The AHDP uses the first three characters to provide persistent access to the item on its site.
Notes: DC_Subject and DC_Description are currently not used.

Database Specifications

Currently the AHDP uses a database structure that tracks administrative and descriptive meta data for item and page level information in relatively simple table structures. Additional tables are utilized for controlled vocabularies but all information at either the page or item level can be exported to a comma-delimited format. The core database engine for the AHDP is the Microsoft Database Engine (MDE); the project utilizes both Microsoft Access and SQL Server for the operations.

Web Site Specifications

General
One of the guiding principles for the AHDP is to provide a simple interface to the resources. Complex client-side scripting and the usage of plug-ins is avoided where possible. Pages are created using standard HTML 4.0 code. The majority of the scripting and validation occurs at the server level.

Web Site Auditing and Evaluation
Complete logs of server activity are maintained by the AHDP.

Programming and Scripting Languages
Currently, the AHDP employs Active Server Pages 3.0 for its server side scripting.
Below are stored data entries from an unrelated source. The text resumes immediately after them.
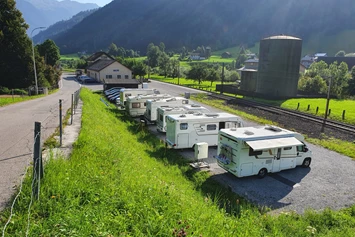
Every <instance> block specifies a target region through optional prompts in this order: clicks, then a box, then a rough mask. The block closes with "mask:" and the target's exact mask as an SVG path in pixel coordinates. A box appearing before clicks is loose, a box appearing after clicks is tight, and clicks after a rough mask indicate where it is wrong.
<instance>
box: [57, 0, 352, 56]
mask: <svg viewBox="0 0 355 237" xmlns="http://www.w3.org/2000/svg"><path fill="white" fill-rule="evenodd" d="M324 6H327V7H324ZM354 14H355V4H353V1H352V0H339V1H334V0H313V1H309V0H297V1H296V0H289V1H284V0H249V1H247V0H220V1H217V0H204V1H189V0H175V1H169V0H150V1H149V2H148V1H145V0H116V1H113V2H111V3H110V4H108V5H106V6H105V7H103V8H101V9H99V10H98V11H97V12H95V13H93V14H91V15H90V16H89V17H87V18H85V19H84V20H83V21H82V22H80V23H79V24H77V25H76V26H74V27H73V28H72V29H70V30H68V31H67V32H65V33H63V34H59V35H58V36H56V37H54V38H53V39H54V41H55V42H56V43H57V45H58V46H59V47H60V48H61V52H62V53H64V54H67V53H73V52H78V51H84V50H88V51H91V52H93V51H97V50H104V49H106V48H107V47H108V46H109V44H110V43H112V42H114V43H115V44H116V45H118V46H122V47H125V48H133V49H135V50H140V51H141V52H145V51H146V47H147V45H148V43H150V42H153V43H156V44H158V43H159V42H164V43H165V45H166V48H167V49H178V48H180V47H182V46H186V47H188V48H189V49H192V48H195V47H196V46H198V45H209V46H211V47H212V49H213V50H216V49H217V50H218V49H222V48H228V47H231V46H235V45H238V44H241V43H243V44H247V45H250V46H253V45H254V43H255V42H258V41H259V40H260V39H261V38H263V37H267V36H270V35H275V34H287V35H293V36H296V37H301V38H302V39H303V40H304V42H307V41H308V40H309V39H310V40H313V39H314V35H321V36H322V37H331V36H334V35H337V33H339V32H343V31H347V30H353V29H355V21H353V15H354ZM78 35H80V37H77V36H78ZM318 40H319V42H318V43H322V42H321V40H322V38H318ZM313 41H314V40H313ZM345 46H346V47H349V48H351V47H355V43H350V44H347V45H345ZM312 47H313V46H312ZM312 49H313V50H317V49H315V48H312ZM343 49H344V50H345V51H352V50H350V49H348V50H347V49H346V48H345V47H344V48H343Z"/></svg>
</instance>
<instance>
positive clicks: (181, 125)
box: [180, 123, 189, 130]
mask: <svg viewBox="0 0 355 237" xmlns="http://www.w3.org/2000/svg"><path fill="white" fill-rule="evenodd" d="M188 127H189V125H188V124H187V123H180V130H187V128H188Z"/></svg>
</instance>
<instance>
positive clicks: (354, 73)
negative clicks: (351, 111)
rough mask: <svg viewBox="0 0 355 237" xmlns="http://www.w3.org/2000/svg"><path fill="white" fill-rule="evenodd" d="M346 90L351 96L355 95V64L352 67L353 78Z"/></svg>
mask: <svg viewBox="0 0 355 237" xmlns="http://www.w3.org/2000/svg"><path fill="white" fill-rule="evenodd" d="M346 90H347V94H348V95H350V96H354V95H355V66H353V67H352V68H351V78H350V79H349V81H348V86H347V88H346Z"/></svg>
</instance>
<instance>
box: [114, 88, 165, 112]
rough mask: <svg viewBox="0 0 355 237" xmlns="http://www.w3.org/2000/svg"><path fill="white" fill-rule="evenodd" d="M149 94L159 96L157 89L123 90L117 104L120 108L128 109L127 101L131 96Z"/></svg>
mask: <svg viewBox="0 0 355 237" xmlns="http://www.w3.org/2000/svg"><path fill="white" fill-rule="evenodd" d="M149 94H159V93H158V91H157V90H156V89H134V88H123V89H121V92H120V97H119V98H117V100H116V104H117V106H118V108H120V109H125V108H126V100H127V98H128V97H130V96H139V95H149Z"/></svg>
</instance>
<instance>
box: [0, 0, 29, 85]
mask: <svg viewBox="0 0 355 237" xmlns="http://www.w3.org/2000/svg"><path fill="white" fill-rule="evenodd" d="M27 28H28V25H27V24H26V23H25V21H24V19H23V18H22V14H21V12H20V11H19V10H17V9H16V6H15V1H14V0H7V1H0V45H1V46H0V75H1V80H0V86H4V87H8V88H25V87H28V86H30V85H31V84H34V73H33V60H32V42H31V40H30V39H29V37H28V36H27V34H26V30H27Z"/></svg>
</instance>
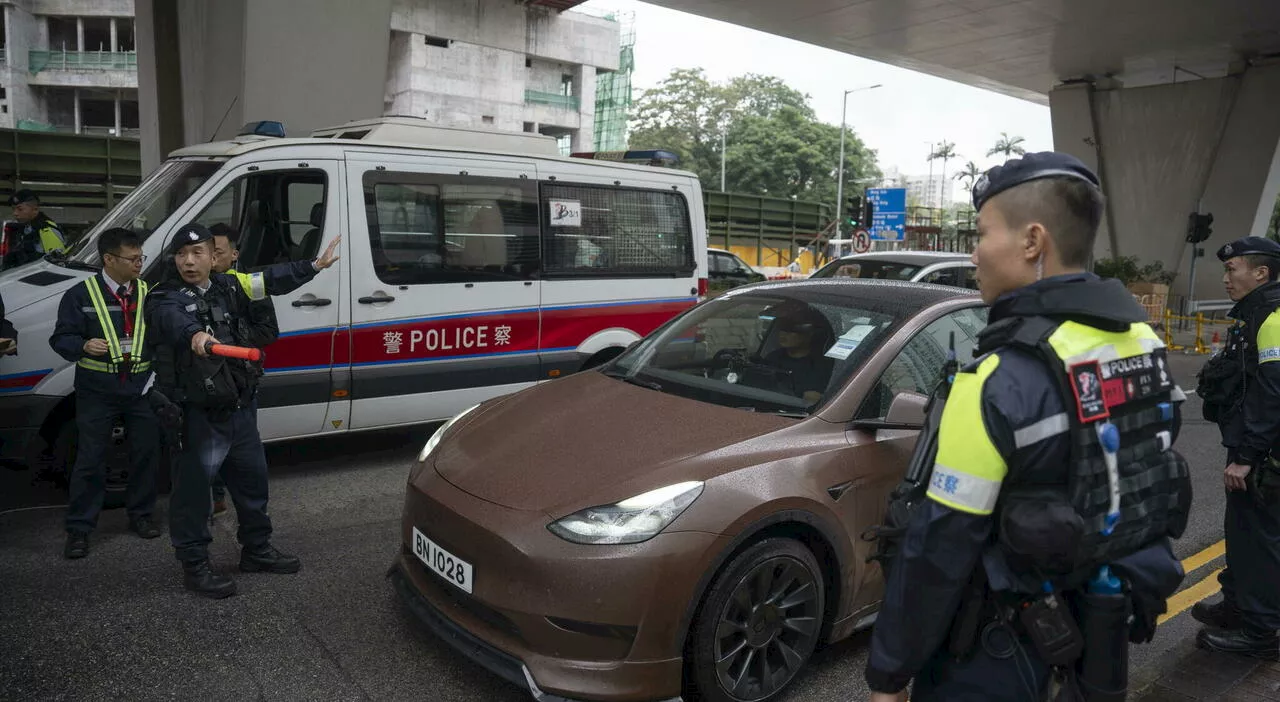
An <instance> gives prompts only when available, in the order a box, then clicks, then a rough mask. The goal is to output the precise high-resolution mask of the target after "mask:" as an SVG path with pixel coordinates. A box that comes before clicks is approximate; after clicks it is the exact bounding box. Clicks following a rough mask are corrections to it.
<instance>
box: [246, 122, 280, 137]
mask: <svg viewBox="0 0 1280 702" xmlns="http://www.w3.org/2000/svg"><path fill="white" fill-rule="evenodd" d="M236 136H238V137H244V136H260V137H283V136H284V124H283V123H280V122H271V120H262V122H247V123H244V126H243V127H241V131H239V133H237V135H236Z"/></svg>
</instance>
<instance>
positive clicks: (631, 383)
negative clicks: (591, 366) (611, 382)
mask: <svg viewBox="0 0 1280 702" xmlns="http://www.w3.org/2000/svg"><path fill="white" fill-rule="evenodd" d="M600 373H603V374H604V375H608V377H609V378H617V379H620V380H625V382H627V383H631V384H632V386H640V387H643V388H649V389H655V391H658V392H662V386H660V384H658V383H654V382H653V380H641V379H640V378H632V377H631V375H627V374H626V373H623V371H621V370H602V371H600Z"/></svg>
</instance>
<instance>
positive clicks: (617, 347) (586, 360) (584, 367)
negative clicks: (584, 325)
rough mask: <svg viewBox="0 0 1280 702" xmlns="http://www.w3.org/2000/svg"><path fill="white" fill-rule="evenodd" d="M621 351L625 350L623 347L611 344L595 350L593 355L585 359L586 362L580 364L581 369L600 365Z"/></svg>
mask: <svg viewBox="0 0 1280 702" xmlns="http://www.w3.org/2000/svg"><path fill="white" fill-rule="evenodd" d="M622 351H625V348H622V347H621V346H611V347H608V348H605V350H603V351H596V354H595V355H594V356H591V357H590V359H588V360H586V363H584V364H582V368H581V370H590V369H593V368H596V366H602V365H604V364H607V363H609V361H612V360H613V359H617V357H618V356H621V355H622Z"/></svg>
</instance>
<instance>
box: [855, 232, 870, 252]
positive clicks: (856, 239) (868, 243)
mask: <svg viewBox="0 0 1280 702" xmlns="http://www.w3.org/2000/svg"><path fill="white" fill-rule="evenodd" d="M870 249H872V236H870V234H869V233H867V229H858V232H856V233H855V234H854V251H856V252H859V254H865V252H868V251H870Z"/></svg>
Cookies have been avoided in the past over concerns of privacy and lack of support at the client side (whether by choice or because of incompatible clients). As stated above, client side scripting is avoided where ever possible to ensure that the majority of users will have little to no problems accessing the site.

Preservation and Records Management
The AHDP currently uses CD-R technology to store digital files for long term storage and employs only standard file formats (TIFF, JPEG, HTML) that are open and non-proprietary for all of its work. CD-Rs are written using standard ISO-9660 format to ensure maximum compatibility.

The general principles that the AHDP employ to ensure long term access to the media is to create CRC-32 values for individual files and to do spot checks on the media on a regular basis. Duplicate copies of media are made to store with one on-site and one off-site copy. In addition to backing up the database information separately, the AHDP plans to save the meta data with the files in XML format once the template has been developed.